Я не думал, что пес оправдает надежды Флинта, как, наверное, и Маргарет, но, разумеется, об этом я промолчал.

— Ну, — сказал я, — от всего сердца желаю тебе удачи.

Тут она чуть улыбнулась, но как будто не подобрела, хотя подошла и поцеловала меня.

— Возвращайся к своему епископу, — сказала она. — Ты был лучшим из всех.

— Ну, это сомнительно, — сказал я. — А касательно того, чтобы быть принятым в труппу и получить роль в представлении, вспомни фаблио о Дьяволе и Комедианте. Ты его знаешь?

Она покачала головой и зевнула совсем не подбодряюще. Тем не менее я не отступил, ибо думал, что она может почерпнуть в нем утешение.
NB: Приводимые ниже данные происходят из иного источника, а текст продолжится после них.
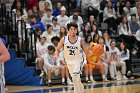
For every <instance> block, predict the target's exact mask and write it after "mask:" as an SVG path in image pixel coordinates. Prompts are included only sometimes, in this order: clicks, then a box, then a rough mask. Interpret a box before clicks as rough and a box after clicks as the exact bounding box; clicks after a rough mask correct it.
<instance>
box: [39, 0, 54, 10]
mask: <svg viewBox="0 0 140 93" xmlns="http://www.w3.org/2000/svg"><path fill="white" fill-rule="evenodd" d="M45 2H48V3H49V4H50V6H49V8H50V9H51V10H52V2H51V1H50V0H40V1H39V11H42V10H43V9H44V3H45Z"/></svg>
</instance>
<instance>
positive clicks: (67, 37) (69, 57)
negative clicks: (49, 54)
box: [54, 23, 92, 93]
mask: <svg viewBox="0 0 140 93" xmlns="http://www.w3.org/2000/svg"><path fill="white" fill-rule="evenodd" d="M67 29H68V35H67V36H65V37H63V38H62V39H61V40H60V42H59V43H58V46H57V47H56V51H55V58H54V59H56V58H57V57H58V53H59V50H60V49H61V48H62V47H64V58H65V61H66V62H67V66H68V69H69V72H70V75H71V77H72V80H73V85H74V93H84V86H83V84H82V83H81V79H80V73H81V66H82V65H83V64H82V63H83V58H82V51H84V52H85V54H92V52H90V51H89V50H87V49H86V46H85V42H84V40H83V39H81V38H80V37H79V36H77V35H76V34H77V32H78V30H77V29H78V26H77V24H75V23H69V24H67Z"/></svg>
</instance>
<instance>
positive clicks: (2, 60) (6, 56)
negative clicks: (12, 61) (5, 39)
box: [0, 40, 10, 62]
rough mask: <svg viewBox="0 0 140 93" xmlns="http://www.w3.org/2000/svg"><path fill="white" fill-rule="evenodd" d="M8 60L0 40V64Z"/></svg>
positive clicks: (6, 55) (6, 52) (4, 48)
mask: <svg viewBox="0 0 140 93" xmlns="http://www.w3.org/2000/svg"><path fill="white" fill-rule="evenodd" d="M9 59H10V55H9V52H8V50H7V48H6V47H5V46H4V44H3V43H2V41H1V40H0V62H6V61H7V60H9Z"/></svg>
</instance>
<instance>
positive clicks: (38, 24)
mask: <svg viewBox="0 0 140 93" xmlns="http://www.w3.org/2000/svg"><path fill="white" fill-rule="evenodd" d="M73 1H75V2H77V3H76V8H75V9H73V12H72V15H70V16H68V15H67V8H66V5H62V3H61V2H59V1H58V2H56V5H53V3H52V2H55V0H54V1H53V0H3V2H4V3H5V5H6V10H7V11H13V12H14V13H15V14H16V22H17V23H18V21H19V20H24V21H25V23H26V29H31V31H32V32H35V33H36V35H34V37H37V40H36V49H37V57H36V63H37V64H39V67H40V69H41V74H40V76H42V75H43V74H44V73H47V78H48V81H47V82H48V83H47V84H48V85H51V72H53V73H54V74H55V75H56V76H57V75H58V74H59V73H60V72H61V76H62V84H65V78H67V84H72V81H71V79H70V76H69V72H68V69H67V66H66V62H65V60H64V58H63V50H62V51H61V52H60V58H59V59H58V60H57V61H56V62H54V60H53V56H54V51H55V47H56V46H57V44H58V42H59V40H60V39H61V38H62V37H64V36H66V35H67V29H66V27H67V24H68V23H69V22H74V23H76V24H77V25H78V32H79V36H80V37H81V38H82V39H84V40H85V43H86V47H87V48H88V49H90V44H91V43H97V44H101V45H102V46H103V47H104V54H103V56H102V58H101V60H100V61H99V62H98V63H97V64H94V65H96V66H97V69H98V70H100V72H101V75H102V79H103V81H108V77H107V74H108V69H109V72H110V77H111V80H127V79H128V78H130V77H131V78H132V74H133V72H132V69H131V60H130V55H131V54H137V56H140V0H70V2H71V3H73ZM89 6H90V7H92V8H93V11H94V12H95V11H96V12H98V15H95V13H93V14H92V13H90V15H88V14H89V13H88V12H87V11H88V9H89V8H88V7H89ZM80 7H81V8H80ZM79 8H80V9H79ZM79 10H80V11H81V14H80V11H79ZM82 15H86V18H87V19H89V20H83V16H82ZM84 17H85V16H84ZM103 22H104V23H106V24H108V29H107V30H106V31H100V24H101V23H103ZM16 25H17V26H19V27H18V40H19V44H20V46H22V44H24V43H22V42H24V41H23V40H24V39H22V36H24V35H21V34H22V32H21V25H20V23H19V24H16ZM114 30H115V31H118V32H119V41H120V43H119V45H118V43H117V42H116V40H114V39H112V38H111V37H110V35H111V33H112V31H114ZM28 34H29V33H28ZM29 45H30V46H31V44H29ZM21 48H22V47H20V51H21V52H23V51H22V49H21ZM84 61H85V62H84V66H83V67H84V69H83V70H84V75H85V81H86V82H87V83H89V82H95V80H94V76H93V75H92V74H93V71H94V69H93V70H88V67H89V66H88V60H86V58H85V60H84ZM120 68H121V69H120ZM120 73H121V75H120Z"/></svg>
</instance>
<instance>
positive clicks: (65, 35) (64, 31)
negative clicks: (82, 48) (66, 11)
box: [57, 26, 67, 39]
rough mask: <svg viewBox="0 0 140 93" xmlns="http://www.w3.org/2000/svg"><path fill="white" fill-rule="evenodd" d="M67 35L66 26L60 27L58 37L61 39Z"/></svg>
mask: <svg viewBox="0 0 140 93" xmlns="http://www.w3.org/2000/svg"><path fill="white" fill-rule="evenodd" d="M66 35H67V31H66V28H65V27H63V26H62V27H61V28H60V32H59V33H58V35H57V36H58V37H59V38H60V39H61V38H63V37H64V36H66Z"/></svg>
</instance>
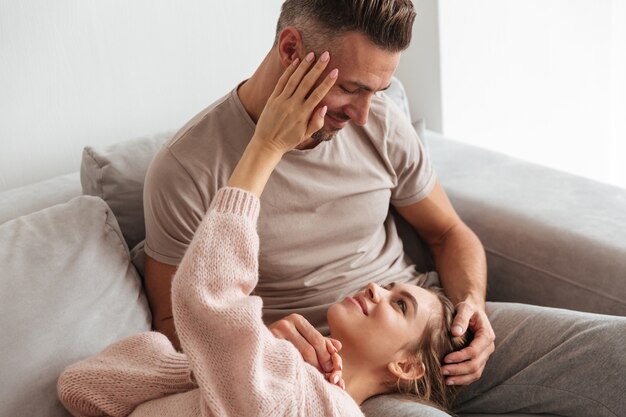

— Случилось это тогда, когда комедиантов еще вовсе не было, если мы способны вообразить такое время. Дьявол рыскал по миру и набрел на человека, ведшего самую добродетельную жизнь, и попытался его совратить. Он пустил в ход все соблазны: плотские желания, сокровища мира, славу и власть. И все их человек не дрогнув отвергал. Дьявол совсем растерялся и не придумал ничего лучше, как обещать, что он сделает его комедиантом. Человек не узрел в этом ничего плохого и дал согласие, тем самым проиграв спор, а с ним и душу, ибо комедиант заимствует кусочки и обрывки чужих душ, и из-за этого его собственная душа отторгается от него, ускользает, и Дьявол хватает ее без всякого труда. И таков был с тех пор жребий всех комедиантов.

Отклик Маргарет на эту историю утвердил меня в убеждении, что женщины не способны к абстрактному мышлению.

— Если Стивен увернется от петли, — сказала она, — предупреди его, что Флинт высок, силен, а оба его больших пальца при нем, и они очень крепкие.

Я обещал, и она легла спать. Я сидел на соломе, привалившись спиной к стене, и обдумывал то, что сказал мне судья. Лорд должен был уже получить его письмо, возможно даже, оно было при нем, когда он сидел и смотрел нашу Игру. Мартин издевался над ним в маске Гордыни и старался втянуть его в Игру о Томасе Уэллсе. Но это письмо, которое я не читал и никогда не прочту, навязало ему роль в другой Игре, в которой играл Судья, а также Король, в большой Игре, в которой страдания невинных никакой важности не имеют, если только не служат козырем при заключении сделки. И когда глаза у меня начали смыкаться, я подумал, а нет ли еще большей Игры, в которой Короли, Императоры и Папы, хотя и думают, что занимают середину пространства, на самом деле отодвинуты к его краям.